Ten years ago, 100 people including 30 from Massachusetts were killed in a nightclub fire in Rhode Island.
Now through strict statewide regulations local bar owners and fire departments are trying to make sure a tragedy of that magnitude does not happen again.
"There's a lot of things that you take for granted sometimes, you know what I mean," said Brian Faille, general manager at Maximum Capacity in Chicopee.
The safety of himself and his patrons is not something Faille will ever take for granted again, after the deadly fire at The Station Nightclub in Rhode Island changed safety regulations forever.
Like others in the industry, he has seen firsthand the changes that have been made to bars here and across the state.
"We check updates on fire sprinklers, fire extinguishers, we make sure all exits are free and cleared of debris," he said.
Today, bars like Maximum Capacity have to go through training, assign a crowd control manager, post the club's occupancy in plain view and have clearly lit exit signs.
"This keeps everything in light every day for us," Faille said.
That wasn't the case 10 years ago.
The Rhode Island club had a wood frame, flammable curtains and flammable foam insulation in the ceiling and when the band's pyrotechnics display went wrong, the place lit up in a matter of minutes.
Today, fire officials like those in Chicopee do annual and spot inspections on local bars to make sure they're following the law.

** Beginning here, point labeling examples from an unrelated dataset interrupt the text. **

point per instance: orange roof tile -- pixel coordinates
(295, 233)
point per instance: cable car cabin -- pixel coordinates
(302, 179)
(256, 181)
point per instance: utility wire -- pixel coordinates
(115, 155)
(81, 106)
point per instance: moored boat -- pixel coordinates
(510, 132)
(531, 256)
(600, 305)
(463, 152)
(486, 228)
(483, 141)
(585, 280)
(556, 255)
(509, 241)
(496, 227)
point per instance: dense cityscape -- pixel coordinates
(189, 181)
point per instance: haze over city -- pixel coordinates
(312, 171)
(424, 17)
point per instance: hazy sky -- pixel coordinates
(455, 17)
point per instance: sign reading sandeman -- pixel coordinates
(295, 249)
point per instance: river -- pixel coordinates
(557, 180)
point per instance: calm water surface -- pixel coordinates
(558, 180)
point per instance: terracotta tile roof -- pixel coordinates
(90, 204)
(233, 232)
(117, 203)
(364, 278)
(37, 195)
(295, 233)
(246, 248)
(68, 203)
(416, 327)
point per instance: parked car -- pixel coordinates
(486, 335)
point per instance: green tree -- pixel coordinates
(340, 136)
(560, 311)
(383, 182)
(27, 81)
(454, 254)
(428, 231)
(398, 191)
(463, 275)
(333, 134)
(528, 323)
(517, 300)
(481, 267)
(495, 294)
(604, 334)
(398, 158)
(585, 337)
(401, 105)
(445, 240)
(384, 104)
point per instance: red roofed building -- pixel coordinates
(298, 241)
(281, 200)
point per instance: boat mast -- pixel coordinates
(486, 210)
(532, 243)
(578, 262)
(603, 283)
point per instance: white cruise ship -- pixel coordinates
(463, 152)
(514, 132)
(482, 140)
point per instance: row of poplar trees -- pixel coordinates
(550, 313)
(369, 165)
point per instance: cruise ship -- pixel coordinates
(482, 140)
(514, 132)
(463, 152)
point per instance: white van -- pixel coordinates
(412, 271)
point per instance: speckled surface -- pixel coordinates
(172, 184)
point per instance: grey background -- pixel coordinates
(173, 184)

"We certainly don't want to see a tragedy like that ever again," said Capt. Mark Galarneau, fire prevention officer with the Chicopee Fire Department.
Each year, the regulations get a little stricter.
"There's a $10,000 fine and it escalates from there on occurrences to loss of your license in the state of Massachusetts," Galarneau said.
Faille admits that the regulations now mean more work, but he says it's well worth the effort to prevent a tragedy like that from ever happening again.
"If they're informed and they're aware of that sort of thing then it makes it safer for everyone," he said.
Bar owners also told CBS 3 that any tablecloths or curtains they buy must also be flame resistant, and the fire department does random checks on those as well.